With all the talk about the United States falling behind in
international rankings of education, I decided to do some research of my own. I
consulted with one of my key informants, Professor Newt Rall, from the
University of Objek Teef. Excerpts from our dialogue:
Isaac: Why is the United States falling behind in reading,
science and math?
Newt Rall: The United States has a much higher rate of
poverty and inequality than other OECD countries. Poverty accounts for a great
deal of educational failure in this country.
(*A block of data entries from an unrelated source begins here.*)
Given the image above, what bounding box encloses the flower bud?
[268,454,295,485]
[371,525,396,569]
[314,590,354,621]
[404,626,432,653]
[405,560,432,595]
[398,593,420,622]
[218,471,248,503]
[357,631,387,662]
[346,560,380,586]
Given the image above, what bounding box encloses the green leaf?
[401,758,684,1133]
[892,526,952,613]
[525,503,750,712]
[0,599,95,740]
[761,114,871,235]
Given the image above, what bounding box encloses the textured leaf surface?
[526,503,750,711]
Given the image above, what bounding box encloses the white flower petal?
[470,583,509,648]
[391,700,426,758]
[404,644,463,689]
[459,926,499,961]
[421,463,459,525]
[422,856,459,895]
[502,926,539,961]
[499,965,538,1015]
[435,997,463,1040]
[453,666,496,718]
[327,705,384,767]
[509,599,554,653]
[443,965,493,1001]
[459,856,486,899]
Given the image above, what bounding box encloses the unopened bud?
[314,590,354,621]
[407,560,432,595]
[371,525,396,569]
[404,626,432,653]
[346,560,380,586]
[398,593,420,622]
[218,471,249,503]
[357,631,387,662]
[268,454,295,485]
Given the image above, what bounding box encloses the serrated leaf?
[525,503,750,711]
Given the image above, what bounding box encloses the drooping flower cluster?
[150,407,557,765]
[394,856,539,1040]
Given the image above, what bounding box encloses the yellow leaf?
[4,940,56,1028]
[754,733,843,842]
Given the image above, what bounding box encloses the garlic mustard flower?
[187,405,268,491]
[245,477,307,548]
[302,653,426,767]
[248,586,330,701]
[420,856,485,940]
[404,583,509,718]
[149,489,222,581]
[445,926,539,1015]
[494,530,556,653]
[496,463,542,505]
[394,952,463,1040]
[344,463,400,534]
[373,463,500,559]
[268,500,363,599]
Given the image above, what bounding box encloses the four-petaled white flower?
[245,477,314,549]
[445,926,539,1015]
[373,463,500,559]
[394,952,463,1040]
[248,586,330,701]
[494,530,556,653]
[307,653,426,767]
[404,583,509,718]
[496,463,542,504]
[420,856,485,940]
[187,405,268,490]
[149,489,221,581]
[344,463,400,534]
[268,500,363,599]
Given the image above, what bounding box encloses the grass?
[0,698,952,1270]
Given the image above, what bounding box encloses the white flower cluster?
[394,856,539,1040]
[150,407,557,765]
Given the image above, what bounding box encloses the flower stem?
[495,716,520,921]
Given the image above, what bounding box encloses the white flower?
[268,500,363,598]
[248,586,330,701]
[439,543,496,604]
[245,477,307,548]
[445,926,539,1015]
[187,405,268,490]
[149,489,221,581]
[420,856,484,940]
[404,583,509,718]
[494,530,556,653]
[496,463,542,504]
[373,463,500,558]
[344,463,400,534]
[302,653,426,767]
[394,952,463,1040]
Children from affluent communities
or private schools in the US do very well in international rankings.
Isaac: Then why don’t we report just the results for rich
children?
Newt Rall: That would be unethical.
Isaac: Ok then, so why is there so much poverty in the
United States?
Newt Rall: Without poor children there wouldn’t be
employment opportunities for all the people telling the poor how to get out of
poverty.
Isaac: I hear that when community schools fail to make
progress the government shuts them down. When investment banks fail and send
millions of people bankrupt, the government bails them out. Why is that?
Newt Rall: The government is afraid that investment bankers
will go into teaching.
Isaac: The government just cut food stamps. Did they do that
to teach poor children resilience?
Newt Rall: I don’t think so.
Isaac: If another country deprived our children of food,
would we invade that country?
Newt Rall: Probably.
Isaac: Preventable medical errors account for about 98,000
deaths per year. Should doctors be fired like teachers and hospitals shut down
like poor performing schools?
Newt Rall: You ask tough questions.
Isaac: I hear Finland has one of the best education systems
in the world. I hear they pay teachers well, teachers are highly respected,
have time to prepare lessons and learn from one another. Also, I hear they
don’t test kids to death. Why don’t we copy what they do?
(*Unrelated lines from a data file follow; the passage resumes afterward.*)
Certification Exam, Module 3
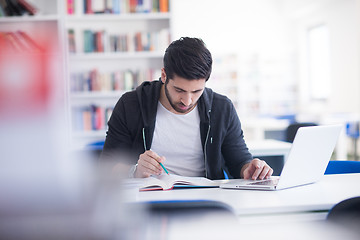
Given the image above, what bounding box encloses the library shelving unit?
[64,0,171,148]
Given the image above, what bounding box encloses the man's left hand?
[240,158,274,180]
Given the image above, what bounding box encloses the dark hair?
[164,37,212,81]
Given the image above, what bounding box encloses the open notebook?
[220,125,342,190]
[139,174,219,191]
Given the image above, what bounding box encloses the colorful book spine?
[66,0,75,15]
[80,0,169,14]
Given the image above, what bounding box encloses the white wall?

Newt Rall: It wouldn’t work here.
Isaac: Why?
Newt Rall: Because our teachers don’t speak Finnish.
Isaac: I hear Finland is also a very egalitarian country.
Why don’t we try that?
Newt Rall: Because we would have to fire a lot of people
telling the poor how to stop being poor, generating unemployment among highly
paid consultants. Their egos couldn’t handle that.
Isaac: I hear that a lot of these new teachers without
clinical experience don’t last more than two years. Why is that?
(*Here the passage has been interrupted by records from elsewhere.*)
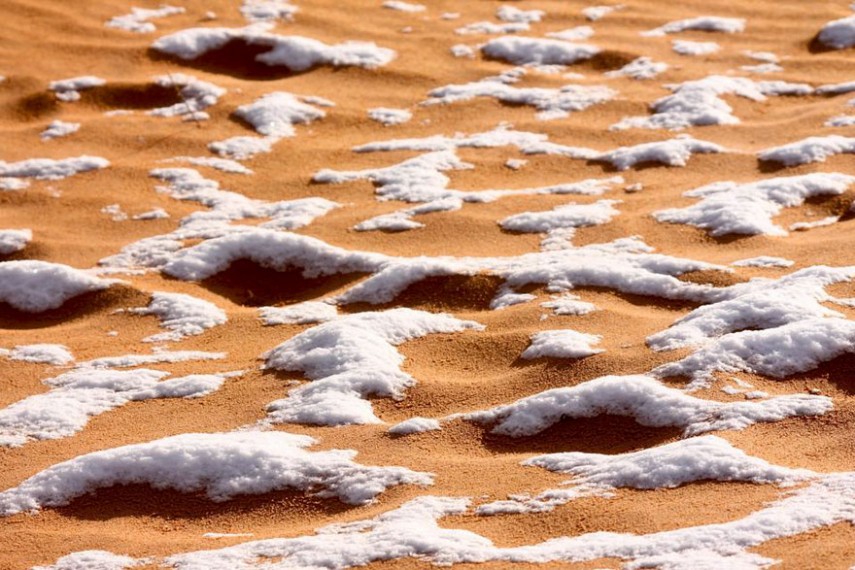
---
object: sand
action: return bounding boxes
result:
[0,0,855,570]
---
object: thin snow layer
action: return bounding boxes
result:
[731,255,796,267]
[481,36,600,65]
[647,266,855,350]
[104,6,185,34]
[521,329,605,359]
[264,308,484,425]
[258,301,338,326]
[77,347,226,369]
[235,91,326,137]
[426,79,617,120]
[595,136,725,170]
[151,23,396,72]
[817,15,855,49]
[389,417,442,435]
[149,168,339,229]
[208,136,279,160]
[48,75,107,102]
[383,0,427,13]
[131,293,227,342]
[0,431,432,510]
[499,200,620,233]
[148,73,226,120]
[31,550,143,570]
[0,156,110,180]
[0,368,233,446]
[496,6,546,23]
[463,376,832,437]
[605,57,668,79]
[671,40,721,55]
[39,120,80,141]
[0,230,33,255]
[641,16,745,37]
[122,466,855,570]
[757,135,855,166]
[0,344,74,366]
[240,0,299,22]
[653,173,855,236]
[611,75,813,130]
[368,107,413,127]
[653,318,855,382]
[523,435,817,489]
[0,260,113,313]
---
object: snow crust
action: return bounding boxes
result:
[0,432,432,510]
[596,135,725,170]
[757,135,855,166]
[463,376,832,437]
[520,329,605,359]
[263,308,483,425]
[151,23,396,72]
[653,172,855,236]
[104,5,185,34]
[0,260,113,313]
[0,368,235,446]
[0,230,33,255]
[131,293,228,342]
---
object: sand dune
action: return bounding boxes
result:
[0,0,855,570]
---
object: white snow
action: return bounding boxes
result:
[0,344,74,366]
[596,135,725,170]
[653,173,855,236]
[463,376,832,437]
[240,0,299,22]
[521,329,605,359]
[757,135,855,166]
[605,57,668,79]
[48,75,107,102]
[582,4,623,22]
[0,431,432,510]
[151,23,396,72]
[731,255,796,267]
[481,36,600,65]
[0,230,33,255]
[496,5,546,23]
[383,0,427,14]
[0,156,110,180]
[671,40,721,55]
[235,91,326,137]
[258,301,338,326]
[0,260,113,313]
[264,308,483,425]
[389,417,442,435]
[611,75,813,130]
[817,15,855,49]
[641,16,745,37]
[0,368,236,446]
[131,293,227,342]
[104,5,185,34]
[546,26,594,42]
[368,107,413,127]
[39,120,80,141]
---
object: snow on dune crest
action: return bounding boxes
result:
[0,260,115,313]
[0,431,432,516]
[462,376,831,437]
[264,309,483,425]
[653,172,855,236]
[151,23,396,72]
Newt Rall: Because after two years they become consultants.
Isaac: Is teacher bashing working in improving education?
Newt Rall: No.
Isaac: Perhaps they are not bashing them hard enough.
Newt Rall: Oh no, they are bashing them hard alright.
Isaac: Who is next?
Newt Rall: My sources tell me they are going after parents,
deans of schools of education, professors of education, janitors, children, and
the Prime Minister of Finland.
Isaac: I just attended an educational policy conference
where I heard that the key to educational success is for all the states to
adopt the common core standards, tell liberals to stop whining about poverty, tell
hungry children to toughen up, use homelessness as a bonding experience for the
entire family, replace all public schools with for profit charter schools,
determine teacher pay on the ability of their school to shame others, and send
28 million children from the US to South Korea to learn discipline. Do you
agree?
Newt Rall: You said a lot of things. Can you be more
specific?
Isaac: Oh academics! Never mind. I hear the results of the new
National Assessment of Educational Progress show that there is a constant
improvement in reading and math for White, African American, Asian and Hispanic
children. If that is the case, why do so many reformers say the opposite?
Newt Rall: If you have good PR the truth is irrelevant.
Isaac: If minorities are not advancing fast enough to close
the achievement gap, can we give rich kids a break for two years until other
kids catch up?
Newt Rall: That hasn’t been tried before.
Isaac: Can we blame the educational problems of our country
on the failed launch of Obamacare?
Newt Rall: That hasn’t been tried before either.
Isaac: What has been tried then?
Newt Rall: A hodgepodge of charter schools, testing, more
testing, de-professionalization of the teaching profession along with calls for
more highly qualified teachers, turn around consultants, and no teacher left un-bashed.
Isaac: Have these strategies been subjected to rigorous
longitudinal randomized controlled trials?
Newt Rall: Yes, Finland is the experimental condition and we
are the comparison group.
Isaac: So who won?
Newt Rall: Finland
Isaac: So why are we not invading Finland?